The other major reason that there is a three-mile exclusion zone is because these people do not have the immunities to diseases that most of the modern world now possesses. As far as experts know, they have no vaccines or immunities, so sending people ashore would ensure the death of every Sentinelese person on the island. The Sentinelese live without electricity, automatic weaponry, and all the technology that the majority of the Western World could not live easily without.
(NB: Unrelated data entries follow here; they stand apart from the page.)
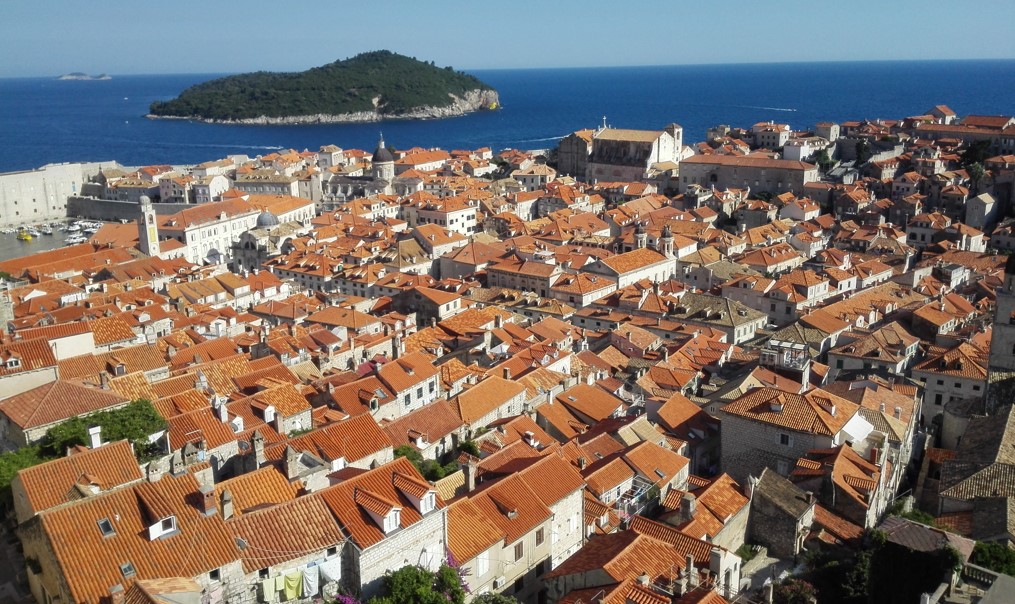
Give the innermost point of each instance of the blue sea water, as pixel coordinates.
(45, 120)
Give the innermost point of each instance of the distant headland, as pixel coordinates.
(77, 75)
(367, 87)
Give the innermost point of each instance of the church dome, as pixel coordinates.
(266, 219)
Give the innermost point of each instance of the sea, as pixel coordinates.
(47, 121)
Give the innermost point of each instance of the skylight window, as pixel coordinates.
(127, 569)
(107, 528)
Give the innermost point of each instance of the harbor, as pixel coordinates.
(15, 243)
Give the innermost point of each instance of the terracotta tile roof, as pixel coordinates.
(840, 528)
(52, 483)
(347, 507)
(469, 533)
(552, 478)
(91, 562)
(562, 420)
(655, 463)
(159, 591)
(590, 401)
(285, 532)
(816, 411)
(202, 424)
(432, 421)
(512, 507)
(481, 399)
(963, 360)
(287, 399)
(854, 476)
(133, 386)
(56, 402)
(25, 355)
(251, 491)
(352, 439)
(625, 592)
(647, 547)
(407, 372)
(111, 330)
(633, 260)
(603, 477)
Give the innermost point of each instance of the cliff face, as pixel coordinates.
(472, 101)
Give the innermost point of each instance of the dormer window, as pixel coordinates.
(127, 569)
(107, 528)
(393, 520)
(165, 527)
(427, 504)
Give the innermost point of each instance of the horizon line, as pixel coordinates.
(541, 68)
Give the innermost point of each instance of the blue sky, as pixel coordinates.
(43, 38)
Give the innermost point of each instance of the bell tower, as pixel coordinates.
(1001, 366)
(147, 229)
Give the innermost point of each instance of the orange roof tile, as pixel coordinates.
(52, 483)
(56, 402)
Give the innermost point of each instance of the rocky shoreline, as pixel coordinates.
(471, 102)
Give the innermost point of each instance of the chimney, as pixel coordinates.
(95, 437)
(258, 442)
(226, 505)
(177, 464)
(692, 578)
(469, 469)
(291, 463)
(208, 507)
(688, 507)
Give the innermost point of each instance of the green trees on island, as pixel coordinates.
(398, 83)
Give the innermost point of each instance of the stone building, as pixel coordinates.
(38, 195)
(767, 427)
(782, 514)
(759, 174)
(1001, 363)
(618, 154)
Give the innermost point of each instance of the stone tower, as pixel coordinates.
(383, 162)
(147, 228)
(640, 237)
(1001, 366)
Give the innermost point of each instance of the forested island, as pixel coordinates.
(369, 86)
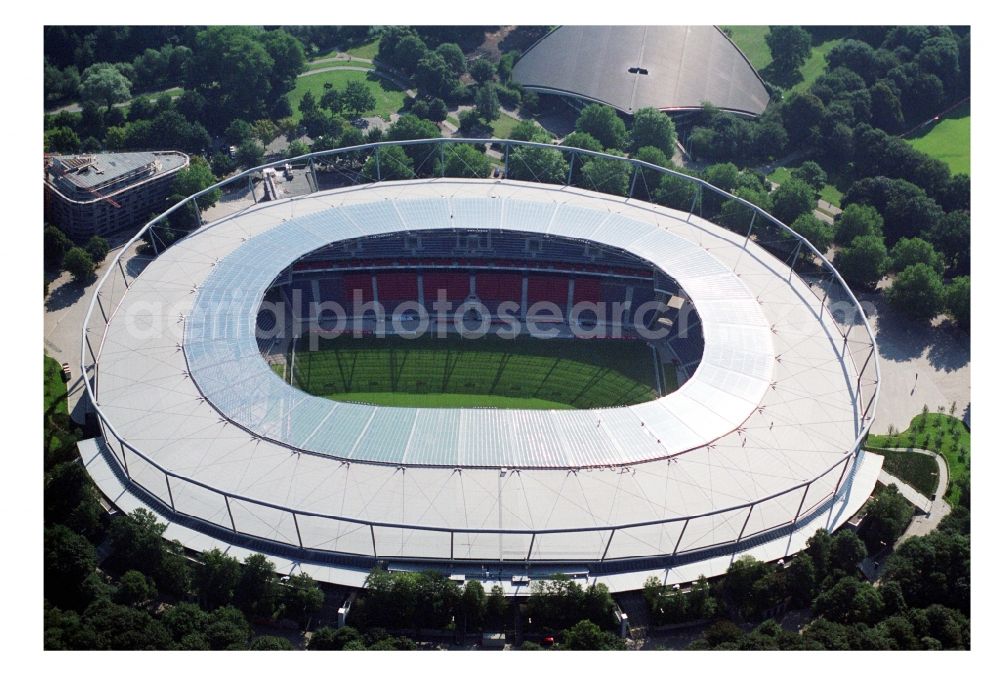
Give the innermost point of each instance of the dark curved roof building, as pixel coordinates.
(671, 68)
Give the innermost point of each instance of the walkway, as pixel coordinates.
(933, 511)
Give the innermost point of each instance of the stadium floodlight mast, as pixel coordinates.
(146, 477)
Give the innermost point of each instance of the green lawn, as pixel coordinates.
(948, 140)
(503, 126)
(388, 97)
(942, 434)
(751, 41)
(830, 193)
(490, 371)
(814, 65)
(916, 469)
(365, 51)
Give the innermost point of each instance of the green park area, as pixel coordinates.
(388, 97)
(948, 139)
(829, 192)
(938, 432)
(753, 43)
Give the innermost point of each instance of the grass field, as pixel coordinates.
(949, 140)
(751, 41)
(942, 434)
(503, 126)
(456, 372)
(814, 65)
(830, 193)
(916, 469)
(388, 97)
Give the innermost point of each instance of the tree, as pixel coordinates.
(240, 131)
(496, 607)
(487, 103)
(819, 233)
(134, 589)
(910, 251)
(391, 164)
(98, 248)
(850, 601)
(790, 46)
(846, 552)
(216, 579)
(650, 127)
(453, 56)
(792, 199)
(69, 560)
(56, 244)
(606, 175)
(473, 605)
(934, 568)
(585, 635)
(527, 130)
(227, 629)
(864, 262)
(950, 235)
(301, 597)
(603, 123)
(888, 515)
(250, 153)
(256, 593)
(61, 139)
(856, 220)
(72, 499)
(357, 99)
(435, 77)
(271, 643)
(957, 298)
(538, 164)
(194, 178)
(104, 84)
(464, 161)
(887, 111)
(482, 70)
(917, 292)
(79, 264)
(328, 638)
(811, 173)
(800, 578)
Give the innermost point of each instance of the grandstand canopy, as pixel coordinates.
(763, 433)
(671, 68)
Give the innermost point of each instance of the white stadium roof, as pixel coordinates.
(773, 405)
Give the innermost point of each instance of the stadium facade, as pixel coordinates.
(759, 447)
(106, 193)
(670, 68)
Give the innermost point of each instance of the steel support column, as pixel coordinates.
(170, 493)
(298, 533)
(229, 509)
(608, 546)
(749, 514)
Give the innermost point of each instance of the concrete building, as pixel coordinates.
(105, 193)
(671, 68)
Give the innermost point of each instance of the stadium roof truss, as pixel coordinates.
(761, 442)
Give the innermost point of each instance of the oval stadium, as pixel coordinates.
(498, 377)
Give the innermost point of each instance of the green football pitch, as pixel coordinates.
(453, 372)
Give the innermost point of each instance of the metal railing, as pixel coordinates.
(309, 533)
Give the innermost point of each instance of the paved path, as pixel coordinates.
(381, 73)
(933, 511)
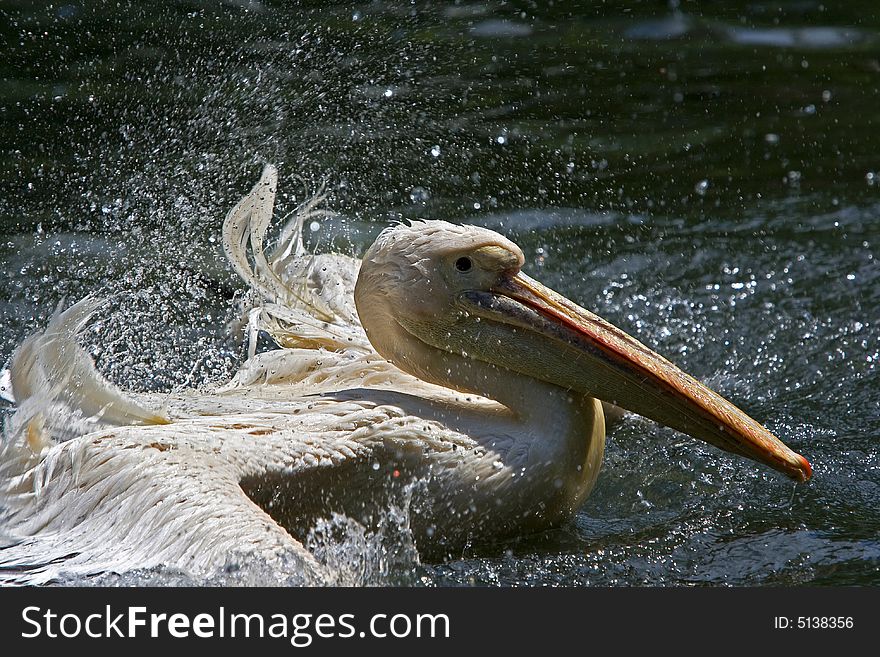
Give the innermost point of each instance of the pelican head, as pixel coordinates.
(450, 305)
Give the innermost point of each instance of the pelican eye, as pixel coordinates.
(463, 264)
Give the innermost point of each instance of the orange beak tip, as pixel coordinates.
(806, 469)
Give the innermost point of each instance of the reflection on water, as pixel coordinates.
(705, 180)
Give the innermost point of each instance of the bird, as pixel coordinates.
(431, 375)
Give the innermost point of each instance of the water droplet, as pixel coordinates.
(419, 195)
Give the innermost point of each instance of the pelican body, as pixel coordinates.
(434, 373)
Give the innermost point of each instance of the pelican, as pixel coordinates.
(433, 371)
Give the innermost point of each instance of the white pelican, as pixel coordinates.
(459, 380)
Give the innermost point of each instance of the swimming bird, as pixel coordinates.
(433, 370)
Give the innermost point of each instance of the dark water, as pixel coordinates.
(706, 177)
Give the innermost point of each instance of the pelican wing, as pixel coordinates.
(148, 496)
(301, 299)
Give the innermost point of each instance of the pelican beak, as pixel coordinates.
(625, 372)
Despite the differences in their culture versus Western World culture, the Sentinelese are a modern civilization, because they are a surviving culture today. The ignorance of some people in Europe and America towards these non-Western World people has caused a stirring on social media sites. There are people saying to “send the military in” and “wipe them out,” while others agree with their no-contact policy. Due to the ease of travel and the expectation that travel makes a person more learned, there are also people who want to explore the island and exploit what the Sentinelese people have to offer. There is a common stereotype that cultures without modern technology are savage and wild. The idea that Western colonization is necessary for a civilization to be seen as “advanced” in the modern world shows how the Western World can be close-minded and ignorant of the importance of all cultures.

What is known about the Sentinelese people is that they are strong, healthy, and unwilling to come in contact with outsiders. The no-contact policy is the safest course of action, and most respectful, since that is the policy the Sentinelese seem to uphold.